Bloom Filter UDF for GSQL

danmccreary · May 13, 2021, 12:22pm

I am working on a scale-out graph rules engine project that requires us to check if an item is NOT on one of many long lists of items (hundreds of thousands of items on thousands of lists). Other NoSQL systems use a probabilistic hashing algorithm called a Bloom filter to do this. Has anyone created a Bloom Filter User Defined Function (UDF) for GSQL yet?

If anyone else is interested in graph rule engine design, please let me know.

As a background, this article is very well written

Rules for Knowledge Graphs Rules

Richard_Henderson · May 13, 2021, 4:22pm

Doesn’t look like it, but should be very doable as a UDF.

There is some internal conversation!

My first thoughts:
Architecturally, we’d need a ListOfStuff vertex to contain the Bloom state. That would need to be an encoded representation (base64 string or whatever).

Then two queries, keeping them pure:

addValueToBloom(thing, state) => newState
checkValueNotInBloom(thing, state) => isNotContained

This would elaborate if we wanted to parameterise the Bloom filter width and hash functions, but might be enough for now.

Would that be enough for you?

danmccreary · May 13, 2021, 5:02pm

Thank you for your quick response.

Keeping the functions simple is a great idea. I like just having two queries, one for addValue and one for checkValue. One other option is to pass a collection Set attribute to an addValue since this is really the datatype we are working with. I wonder if that would be faster than calling addValue N times?

Richard_Henderson · May 13, 2021, 5:58pm

Yes it should be a little quicker, particularly the problematic bit in this design would be the serialization and deserialization of the filter state on every call.

The filter would be some small multiple of the bloom filter size which would depend on the number of elements etc.
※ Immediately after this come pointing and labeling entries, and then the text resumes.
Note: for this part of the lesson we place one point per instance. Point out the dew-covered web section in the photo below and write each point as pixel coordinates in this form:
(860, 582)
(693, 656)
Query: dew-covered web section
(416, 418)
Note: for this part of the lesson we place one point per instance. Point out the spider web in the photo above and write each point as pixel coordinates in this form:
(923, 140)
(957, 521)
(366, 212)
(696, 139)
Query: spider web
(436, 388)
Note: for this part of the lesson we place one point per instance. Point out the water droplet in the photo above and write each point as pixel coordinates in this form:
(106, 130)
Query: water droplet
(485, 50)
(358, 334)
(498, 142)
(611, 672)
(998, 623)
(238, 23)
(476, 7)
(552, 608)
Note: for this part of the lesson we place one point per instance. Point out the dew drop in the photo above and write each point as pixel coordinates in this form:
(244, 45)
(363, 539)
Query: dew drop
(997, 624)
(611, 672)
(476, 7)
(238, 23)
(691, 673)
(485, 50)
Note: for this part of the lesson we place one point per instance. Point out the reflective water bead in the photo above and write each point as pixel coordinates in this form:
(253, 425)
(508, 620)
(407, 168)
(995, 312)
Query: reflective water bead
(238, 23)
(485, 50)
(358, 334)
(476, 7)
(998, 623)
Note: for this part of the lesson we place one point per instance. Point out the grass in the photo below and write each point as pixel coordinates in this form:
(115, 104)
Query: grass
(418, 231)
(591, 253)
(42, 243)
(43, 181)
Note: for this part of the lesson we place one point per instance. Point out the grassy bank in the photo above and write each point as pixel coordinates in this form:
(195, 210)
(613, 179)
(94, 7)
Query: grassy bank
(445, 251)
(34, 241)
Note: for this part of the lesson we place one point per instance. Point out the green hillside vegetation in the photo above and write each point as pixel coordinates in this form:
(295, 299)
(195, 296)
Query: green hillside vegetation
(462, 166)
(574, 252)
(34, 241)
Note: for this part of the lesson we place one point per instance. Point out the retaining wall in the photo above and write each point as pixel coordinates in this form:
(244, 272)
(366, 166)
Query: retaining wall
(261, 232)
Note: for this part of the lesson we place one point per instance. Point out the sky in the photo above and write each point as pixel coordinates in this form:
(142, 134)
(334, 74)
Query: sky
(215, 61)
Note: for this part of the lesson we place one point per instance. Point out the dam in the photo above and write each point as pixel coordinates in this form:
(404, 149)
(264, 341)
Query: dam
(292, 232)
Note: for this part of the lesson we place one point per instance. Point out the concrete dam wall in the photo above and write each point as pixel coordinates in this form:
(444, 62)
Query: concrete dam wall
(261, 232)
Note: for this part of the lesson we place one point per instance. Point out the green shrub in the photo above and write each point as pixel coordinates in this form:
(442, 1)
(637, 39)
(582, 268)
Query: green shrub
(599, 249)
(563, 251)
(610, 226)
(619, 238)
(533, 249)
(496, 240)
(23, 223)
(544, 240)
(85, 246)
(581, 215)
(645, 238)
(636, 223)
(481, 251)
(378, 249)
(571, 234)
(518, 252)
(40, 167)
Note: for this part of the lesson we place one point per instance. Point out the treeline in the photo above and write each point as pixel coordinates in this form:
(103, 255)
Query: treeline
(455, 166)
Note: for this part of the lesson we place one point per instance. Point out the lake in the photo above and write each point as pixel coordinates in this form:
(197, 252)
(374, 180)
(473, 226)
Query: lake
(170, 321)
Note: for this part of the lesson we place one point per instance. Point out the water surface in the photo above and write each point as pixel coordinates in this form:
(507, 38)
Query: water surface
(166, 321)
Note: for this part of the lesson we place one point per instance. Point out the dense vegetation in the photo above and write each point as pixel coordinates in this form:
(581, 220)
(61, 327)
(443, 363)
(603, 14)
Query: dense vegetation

Parameterising those would require a createFilter function.

Bloom calculators are here:
https://hur.st/bloomfilter/?n=4000&p=1.0E-7&m=&k=

If the ruleset is static, i.e. we generate the filter once, and then test against it a lot, then more succinct structures can be used e.g. cuckoo or xor filters.

Then there wouldn’t be an addValue operation, just a createFilter operation taking all of your rules as a parameter and returning the serialized filter state.

Richard_Henderson · May 13, 2021, 6:00pm

It’s worth doing the calculations to see just how much room would be needed to contain the bloom filters.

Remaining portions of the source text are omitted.